Durante toda la carrera tuve el privilegio de contar con los libros de su biblioteca, y con sus consejos oportunos y sabios. Aceptó ser mi tutora, y me orientó como correspondía, pero no olvido el disfrute de nuestras conversaciones, de su agudísimo sentido del humor y de su voz, que tanto se parece a la de su hija menor.
“Durante toda la carrera tuve el privilegio de contar con los libros de su biblioteca, y con sus consejos oportunos y sabios”.
Siempre conté con ella, y desde el patrimonio al que me dediqué por completo mantuvimos un contacto estrecho, y aún en la docencia, ya que seguí yendo a cuanto curso, taller o charla impartía. A veces llevaba a mi mamá a sus tertulias del domingo en la noche en la sala de la casa —recuerdo a María y a Manolo—, pero yo no me quedaba, evidentemente no hubiera estado a la altura ni encajaba entre ellos, eran amigos de toda una vida con sus recuerdos y las vivencias de una generación anterior.

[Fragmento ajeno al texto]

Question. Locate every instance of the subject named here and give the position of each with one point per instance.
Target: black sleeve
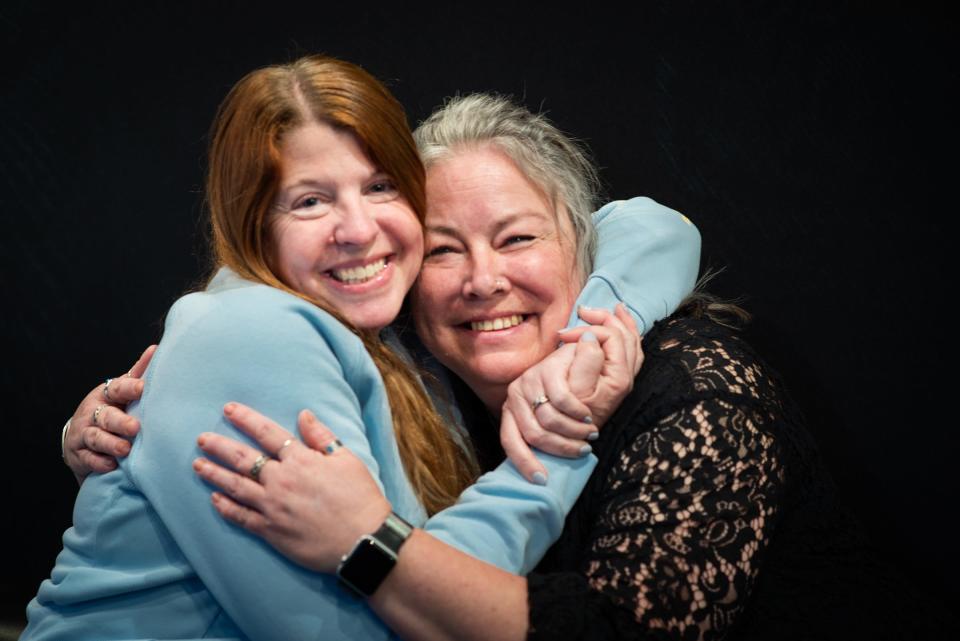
(684, 509)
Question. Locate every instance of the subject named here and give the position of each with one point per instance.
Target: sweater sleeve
(648, 258)
(277, 354)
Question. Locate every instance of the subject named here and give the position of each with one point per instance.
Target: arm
(280, 353)
(648, 258)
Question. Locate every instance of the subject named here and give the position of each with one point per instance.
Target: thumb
(587, 365)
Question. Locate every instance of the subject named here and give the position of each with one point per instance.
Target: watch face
(367, 566)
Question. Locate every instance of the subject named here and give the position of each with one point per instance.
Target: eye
(518, 239)
(383, 190)
(439, 250)
(309, 206)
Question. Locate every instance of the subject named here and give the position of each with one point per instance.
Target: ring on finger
(285, 444)
(333, 446)
(257, 466)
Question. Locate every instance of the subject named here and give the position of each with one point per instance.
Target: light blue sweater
(148, 557)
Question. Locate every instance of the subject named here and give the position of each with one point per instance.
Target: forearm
(436, 593)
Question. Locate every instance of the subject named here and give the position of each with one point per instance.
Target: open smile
(498, 323)
(358, 274)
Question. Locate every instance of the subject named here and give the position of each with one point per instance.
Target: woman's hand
(312, 502)
(559, 404)
(94, 438)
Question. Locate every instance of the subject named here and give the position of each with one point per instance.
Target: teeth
(354, 275)
(505, 322)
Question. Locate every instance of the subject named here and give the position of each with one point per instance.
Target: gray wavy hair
(556, 163)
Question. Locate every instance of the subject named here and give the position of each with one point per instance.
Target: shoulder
(703, 356)
(248, 317)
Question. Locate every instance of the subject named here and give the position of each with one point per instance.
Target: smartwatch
(373, 556)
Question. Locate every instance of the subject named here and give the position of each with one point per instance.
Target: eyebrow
(312, 182)
(445, 230)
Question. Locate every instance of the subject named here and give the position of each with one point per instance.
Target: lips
(360, 273)
(494, 324)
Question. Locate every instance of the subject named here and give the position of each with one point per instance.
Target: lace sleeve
(674, 528)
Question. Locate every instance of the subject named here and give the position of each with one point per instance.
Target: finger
(556, 386)
(124, 390)
(237, 455)
(239, 488)
(98, 463)
(552, 420)
(315, 434)
(264, 431)
(519, 452)
(533, 433)
(116, 421)
(140, 366)
(588, 363)
(235, 513)
(100, 441)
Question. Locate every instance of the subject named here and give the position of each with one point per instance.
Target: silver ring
(257, 466)
(285, 443)
(538, 401)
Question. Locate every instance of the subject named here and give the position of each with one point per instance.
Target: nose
(357, 225)
(485, 277)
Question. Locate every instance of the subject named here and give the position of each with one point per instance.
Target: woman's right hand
(585, 381)
(310, 503)
(92, 445)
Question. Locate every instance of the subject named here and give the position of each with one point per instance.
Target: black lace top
(709, 515)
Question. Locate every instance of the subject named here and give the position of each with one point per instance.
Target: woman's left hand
(579, 385)
(297, 495)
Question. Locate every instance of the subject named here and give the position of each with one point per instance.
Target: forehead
(479, 185)
(318, 145)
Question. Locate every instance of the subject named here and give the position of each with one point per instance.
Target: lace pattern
(672, 527)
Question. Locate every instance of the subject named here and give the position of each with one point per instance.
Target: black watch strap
(373, 556)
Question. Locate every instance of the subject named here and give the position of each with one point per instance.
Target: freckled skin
(337, 210)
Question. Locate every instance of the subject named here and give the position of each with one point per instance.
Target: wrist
(373, 556)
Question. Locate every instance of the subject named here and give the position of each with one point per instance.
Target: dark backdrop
(813, 147)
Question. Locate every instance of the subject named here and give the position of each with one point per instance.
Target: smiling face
(498, 278)
(342, 232)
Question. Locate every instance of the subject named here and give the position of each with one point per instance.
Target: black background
(813, 145)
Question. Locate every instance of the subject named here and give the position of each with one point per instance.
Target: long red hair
(242, 183)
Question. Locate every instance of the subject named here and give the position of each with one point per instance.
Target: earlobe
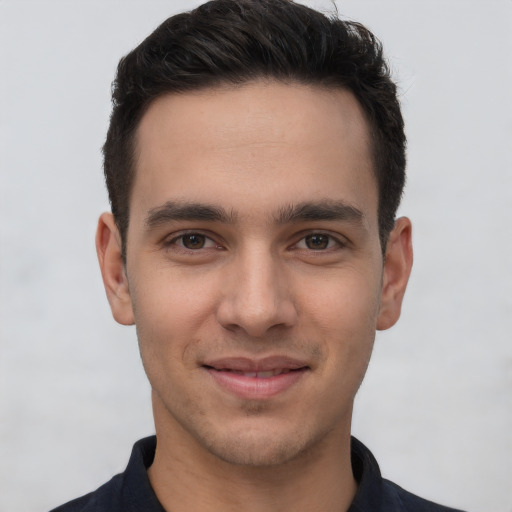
(397, 268)
(108, 249)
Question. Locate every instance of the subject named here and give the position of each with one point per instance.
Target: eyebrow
(173, 211)
(327, 210)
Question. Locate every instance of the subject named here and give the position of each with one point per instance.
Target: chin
(254, 448)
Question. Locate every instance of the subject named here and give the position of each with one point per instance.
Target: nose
(257, 296)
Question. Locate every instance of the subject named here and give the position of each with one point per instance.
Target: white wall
(436, 407)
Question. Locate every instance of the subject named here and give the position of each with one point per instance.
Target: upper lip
(246, 364)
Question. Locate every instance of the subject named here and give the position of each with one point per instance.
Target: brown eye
(317, 241)
(193, 241)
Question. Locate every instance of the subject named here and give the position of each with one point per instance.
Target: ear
(108, 248)
(397, 268)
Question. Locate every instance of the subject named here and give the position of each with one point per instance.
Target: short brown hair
(237, 41)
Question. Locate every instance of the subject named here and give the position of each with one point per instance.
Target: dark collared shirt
(131, 491)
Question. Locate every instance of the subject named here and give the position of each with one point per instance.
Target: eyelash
(332, 242)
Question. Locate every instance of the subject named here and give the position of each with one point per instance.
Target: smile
(258, 375)
(256, 380)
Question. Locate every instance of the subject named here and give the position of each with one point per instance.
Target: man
(254, 161)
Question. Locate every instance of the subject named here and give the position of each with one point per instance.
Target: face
(254, 271)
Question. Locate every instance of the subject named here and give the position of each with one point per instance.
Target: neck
(185, 476)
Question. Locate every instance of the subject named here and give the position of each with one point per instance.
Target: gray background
(436, 407)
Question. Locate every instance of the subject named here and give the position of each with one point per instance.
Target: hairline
(328, 85)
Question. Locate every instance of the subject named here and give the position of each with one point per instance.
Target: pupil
(317, 241)
(193, 241)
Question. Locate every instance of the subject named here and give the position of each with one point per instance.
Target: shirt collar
(137, 493)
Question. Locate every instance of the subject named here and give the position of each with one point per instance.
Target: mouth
(256, 380)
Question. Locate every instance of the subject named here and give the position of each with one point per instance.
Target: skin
(258, 280)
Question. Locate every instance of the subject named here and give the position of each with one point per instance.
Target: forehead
(248, 148)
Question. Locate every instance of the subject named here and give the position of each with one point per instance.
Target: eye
(193, 241)
(317, 242)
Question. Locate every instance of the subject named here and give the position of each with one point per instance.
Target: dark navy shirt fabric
(131, 491)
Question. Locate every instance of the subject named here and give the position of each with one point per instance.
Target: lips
(256, 379)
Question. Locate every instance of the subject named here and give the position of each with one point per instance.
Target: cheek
(170, 311)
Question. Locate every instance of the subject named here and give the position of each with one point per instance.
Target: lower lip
(254, 388)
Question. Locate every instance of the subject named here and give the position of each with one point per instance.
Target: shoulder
(103, 499)
(394, 496)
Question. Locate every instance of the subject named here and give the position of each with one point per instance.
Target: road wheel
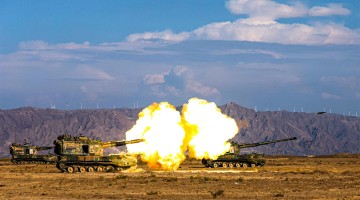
(82, 169)
(70, 169)
(109, 168)
(99, 169)
(90, 169)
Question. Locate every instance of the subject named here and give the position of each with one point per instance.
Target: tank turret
(27, 153)
(80, 153)
(235, 147)
(233, 158)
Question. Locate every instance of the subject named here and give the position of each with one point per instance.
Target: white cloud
(262, 27)
(243, 30)
(326, 95)
(273, 54)
(41, 45)
(178, 82)
(349, 82)
(89, 73)
(266, 10)
(166, 35)
(154, 78)
(332, 9)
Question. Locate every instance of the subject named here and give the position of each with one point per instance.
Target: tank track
(229, 164)
(76, 167)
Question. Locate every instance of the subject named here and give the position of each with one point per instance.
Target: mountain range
(317, 134)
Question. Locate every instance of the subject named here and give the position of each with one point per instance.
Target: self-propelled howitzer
(27, 154)
(80, 153)
(233, 158)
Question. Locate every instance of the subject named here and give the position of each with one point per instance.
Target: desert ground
(282, 177)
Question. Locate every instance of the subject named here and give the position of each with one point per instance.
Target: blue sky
(275, 55)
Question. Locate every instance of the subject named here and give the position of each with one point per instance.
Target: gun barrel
(264, 143)
(44, 148)
(122, 143)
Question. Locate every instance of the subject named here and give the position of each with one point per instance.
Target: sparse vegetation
(297, 178)
(153, 193)
(171, 179)
(279, 194)
(121, 176)
(218, 193)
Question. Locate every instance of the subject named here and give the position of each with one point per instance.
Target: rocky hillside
(317, 134)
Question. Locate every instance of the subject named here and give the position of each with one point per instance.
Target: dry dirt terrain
(331, 177)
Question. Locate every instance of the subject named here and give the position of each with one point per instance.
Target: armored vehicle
(26, 153)
(233, 158)
(80, 154)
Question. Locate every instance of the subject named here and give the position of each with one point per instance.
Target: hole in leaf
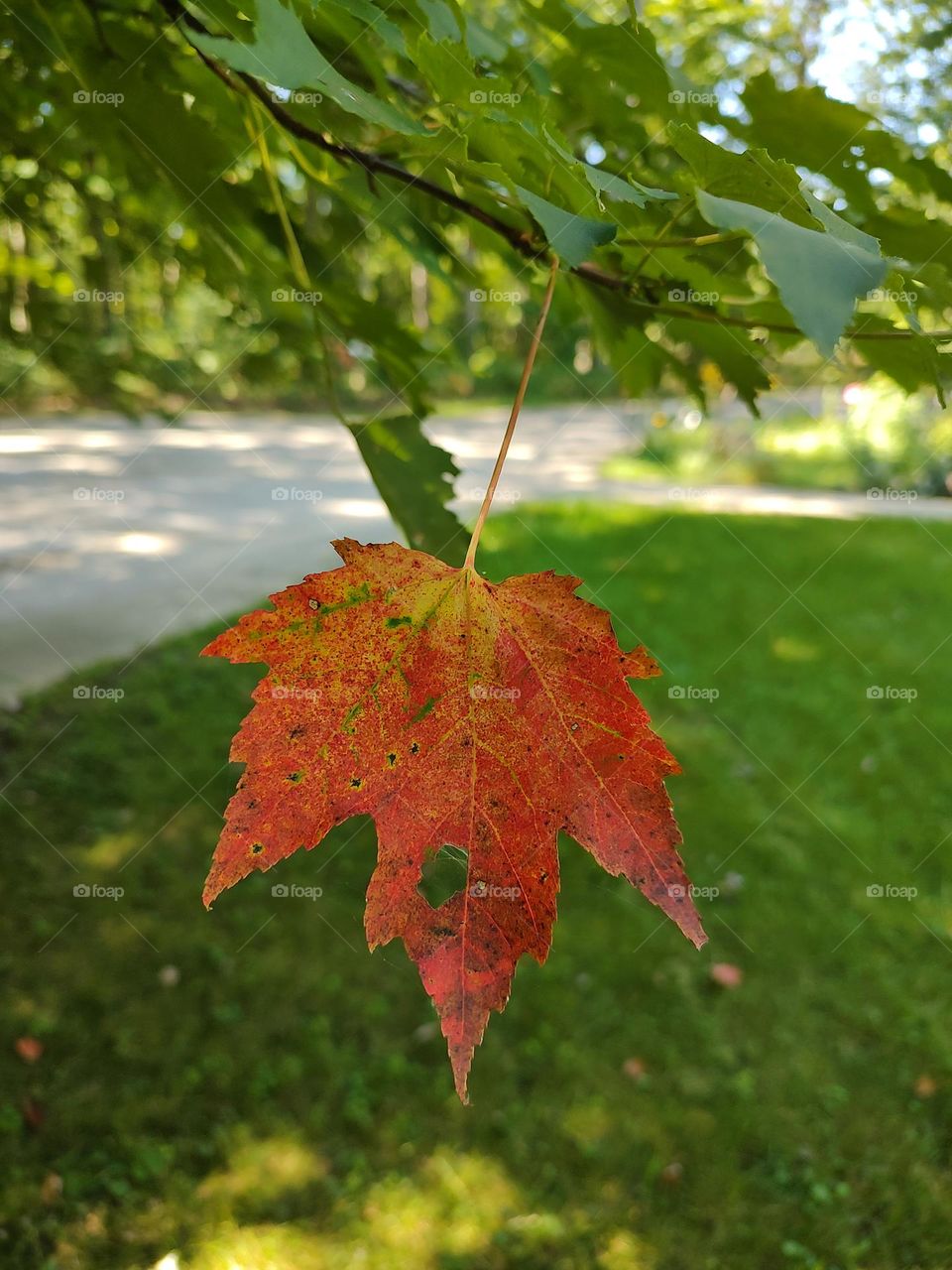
(443, 875)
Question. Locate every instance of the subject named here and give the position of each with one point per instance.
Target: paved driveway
(114, 535)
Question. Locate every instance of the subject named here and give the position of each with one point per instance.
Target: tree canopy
(357, 202)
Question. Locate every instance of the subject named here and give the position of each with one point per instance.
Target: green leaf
(751, 177)
(819, 276)
(912, 363)
(284, 55)
(416, 480)
(570, 236)
(835, 225)
(607, 183)
(447, 70)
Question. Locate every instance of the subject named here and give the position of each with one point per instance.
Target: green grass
(793, 451)
(287, 1105)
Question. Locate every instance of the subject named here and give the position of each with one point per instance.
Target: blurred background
(250, 1088)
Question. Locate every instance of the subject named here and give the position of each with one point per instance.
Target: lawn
(252, 1089)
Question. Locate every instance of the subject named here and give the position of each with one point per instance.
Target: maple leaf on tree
(456, 712)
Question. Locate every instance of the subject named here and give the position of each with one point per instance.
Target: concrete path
(113, 535)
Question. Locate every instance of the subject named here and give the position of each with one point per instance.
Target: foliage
(340, 187)
(476, 716)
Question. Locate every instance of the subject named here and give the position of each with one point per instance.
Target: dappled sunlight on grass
(262, 1171)
(250, 1088)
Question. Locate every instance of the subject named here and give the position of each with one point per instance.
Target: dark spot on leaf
(443, 875)
(424, 708)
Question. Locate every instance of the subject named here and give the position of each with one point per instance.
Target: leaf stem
(513, 416)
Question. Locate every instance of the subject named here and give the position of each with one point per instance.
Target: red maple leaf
(456, 712)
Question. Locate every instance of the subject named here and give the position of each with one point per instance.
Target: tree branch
(520, 239)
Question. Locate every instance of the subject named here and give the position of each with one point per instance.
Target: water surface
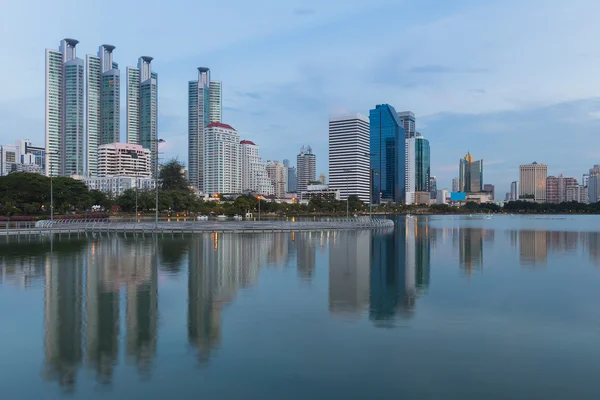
(440, 307)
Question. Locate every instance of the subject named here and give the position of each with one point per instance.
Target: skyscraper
(222, 159)
(533, 182)
(470, 175)
(142, 107)
(514, 191)
(349, 155)
(387, 137)
(408, 122)
(254, 172)
(307, 166)
(278, 175)
(455, 184)
(204, 107)
(102, 104)
(556, 188)
(64, 110)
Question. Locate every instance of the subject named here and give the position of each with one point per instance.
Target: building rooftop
(219, 125)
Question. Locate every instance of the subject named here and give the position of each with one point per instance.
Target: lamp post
(158, 141)
(258, 197)
(370, 185)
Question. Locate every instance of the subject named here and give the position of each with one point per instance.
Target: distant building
(278, 175)
(307, 165)
(255, 178)
(470, 175)
(319, 191)
(455, 184)
(123, 159)
(417, 167)
(22, 157)
(533, 182)
(117, 185)
(488, 188)
(408, 122)
(433, 187)
(578, 193)
(594, 184)
(142, 107)
(222, 159)
(514, 191)
(387, 146)
(556, 188)
(442, 196)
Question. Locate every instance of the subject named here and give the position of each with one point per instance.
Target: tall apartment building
(408, 122)
(349, 158)
(578, 193)
(387, 148)
(64, 111)
(278, 175)
(307, 166)
(255, 178)
(142, 107)
(556, 188)
(455, 184)
(514, 191)
(103, 104)
(417, 167)
(532, 179)
(470, 175)
(123, 159)
(204, 107)
(222, 159)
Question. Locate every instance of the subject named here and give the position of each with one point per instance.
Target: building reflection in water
(400, 265)
(82, 306)
(349, 261)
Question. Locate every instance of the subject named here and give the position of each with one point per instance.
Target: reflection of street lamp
(158, 141)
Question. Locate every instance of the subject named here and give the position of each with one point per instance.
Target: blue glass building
(387, 155)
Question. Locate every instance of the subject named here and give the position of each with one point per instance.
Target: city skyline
(474, 97)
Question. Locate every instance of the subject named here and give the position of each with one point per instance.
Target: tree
(171, 176)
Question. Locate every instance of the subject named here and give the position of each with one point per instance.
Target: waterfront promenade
(189, 227)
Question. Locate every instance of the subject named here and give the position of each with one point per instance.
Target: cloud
(304, 11)
(444, 69)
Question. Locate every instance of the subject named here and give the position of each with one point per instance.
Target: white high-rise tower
(64, 110)
(204, 107)
(349, 155)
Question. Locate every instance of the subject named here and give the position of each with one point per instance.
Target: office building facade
(64, 127)
(470, 177)
(388, 152)
(123, 159)
(222, 159)
(532, 178)
(306, 163)
(255, 178)
(349, 160)
(103, 104)
(278, 175)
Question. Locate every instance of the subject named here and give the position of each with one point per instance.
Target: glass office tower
(387, 137)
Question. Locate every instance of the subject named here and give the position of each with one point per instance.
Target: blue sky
(511, 81)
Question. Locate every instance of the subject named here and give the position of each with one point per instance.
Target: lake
(441, 307)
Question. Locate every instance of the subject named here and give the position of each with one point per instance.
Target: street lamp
(158, 141)
(258, 197)
(370, 184)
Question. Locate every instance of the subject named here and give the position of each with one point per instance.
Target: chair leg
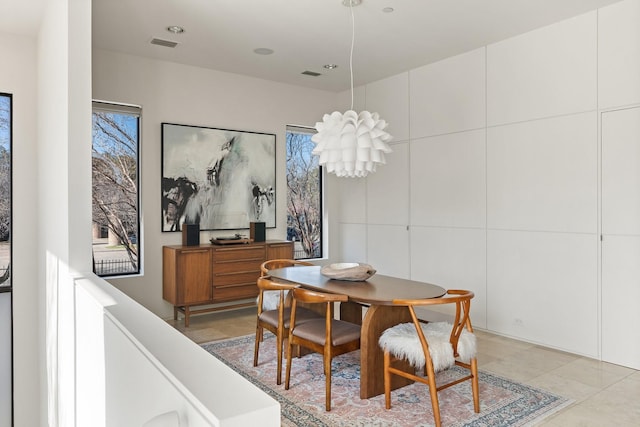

Así, fuimos colegas de profesión —nunca compañeras de trabajo— y siempre amigas, lo cual es algo de lo que me enorgullezco profundamente. Nos veíamos aquí y allá, le pedía una ayuda que siempre recibí, y desde mi esfera traté con éxito de atraerla a todos los encuentros, que ella prestigiaba con su sola presencia, pero al parecer sin estar consciente de ello, con la modestia infinita que la caracterizaba, a veces injustamente empeñada en estar a la sombra de Roberto; algo difícil de lograr con su personalidad serena y en el fondo algo tímida, mas con el halo inevitable de su sabiduría e inteligencia.
La invité a escribir en el catálogo de una muestra que preparaba en el Museo Valenciano de la Imagen, creí que había sido su último texto, pero sin duda está entre ellos. Su lucidez estaba intacta, y aún era capaz de aportar nuevas cosas sobre un tema del que tanto había escrito e investigado: la gráfica de la Revolución.
El vacío que dejó en el seno de su familia tuvo que ser gigantesco. Ella era un pilar, un horcón, de esas personas verdaderamente irremplazables. Roberto se apagó, y se notaba el trabajo que le costaba sonreír. Su hija Laidi, que se le parece tanto en ese papel aglutinador que genera seguridad y confianza, en cada homenaje que se le hace a su madre sigue extrañándola como el día en que la llevó al mar para cumplir su último deseo.